In the afternoon he was forced to leave the creek which was rapidly growing into a river which shot shouting down through a rocky gorge, narrow and steep-sided. As the stream began turning off to the west, Sheldon climbed out of its cañon, made a wide détour to avoid a string of bare peaks lifting against the northern sky-line, and made a slow and difficult way over the ridge. In a sort of saddle he left his panting horse, while he clambered to a spire of rock lifted a score of feet above the pass.
He could look back from here and see the stream he had left. Here and there he caught a glimpse of the water, slipping away between the trees or flashing over a boulder as it sped down toward the gorge. He was glad that he had turned aside as soon as he had done; there would have been no getting out of that chasm unless a man came back here, and he had lost enough time as it was.
He turned his eyes toward the north. A true wilderness, if God ever made one to defy the taming hand of man—a wilderness of mountains, an endless stretch of bare ridges and snow-capped peaks, a maze of steep-sided gorges like the one he had just quitted, a stern, all but trackless labyrinth in which a man, if he were not a fool, must keep his wits about him.
“Gods knows,” meditated Sheldon, his spirit touched with that awe which comes to a man who stands alone as he stood, looking down upon the world where the Deity has builded in fierce, untrammeled majesty, “a man is a little thing in a place like this. I suppose, if I were wise, I would turn tail and get out while I can.”
And again he pushed on, northward.

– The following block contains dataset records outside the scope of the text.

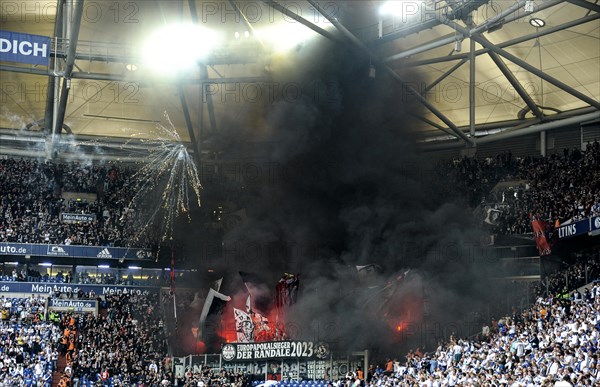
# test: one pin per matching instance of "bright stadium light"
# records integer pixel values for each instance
(178, 47)
(401, 8)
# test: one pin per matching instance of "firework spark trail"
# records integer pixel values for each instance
(170, 160)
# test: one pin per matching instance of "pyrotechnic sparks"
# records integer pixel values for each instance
(170, 177)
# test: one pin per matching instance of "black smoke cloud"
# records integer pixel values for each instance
(352, 190)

There was little feed here for Buck; both horse and man wanted water. Though they had left the creek but two hours ago, the dry air and summer sun had stirred in them the thirst which sleeps so little out on the trail.
Sheldon knew that they had but to make their way down into another ravine to find water. In these mountains, especially at this early season, there was no need for one to suffer from thirst. From his vantage-point, his eyes sweeping back and forth among the peaks and ridges, he picked out the way he should go for the rest of the day, the general direction for to-morrow. And then, Buck’s lead-rope again in his hand, he turned down, gradually seeking the headwaters of the next stream, hoping for one of the tiny meadows like the one in which he had camped last night.
It was four o’clock when he started downward. It was nearly dark when he came to water. It was such country as he had never seen before. He fully expected to start back to-morrow. He had seen no game all day; he didn’t believe that either deer or bear came here. What the deuce would they come for? They had more brains than a man. Besides, two or three times Buck had fallen; the next thing would be a broken leg, and no excuse for it.
But, nevertheless, he must find pasturage for the night. The horse had had nothing but the tenderer twigs of young bushes all day, with now and then a handful of sunflower leaves. The dark had fallen; the moon was up before Sheldon found what he sought. And he admitted that he was in luck to find it at all.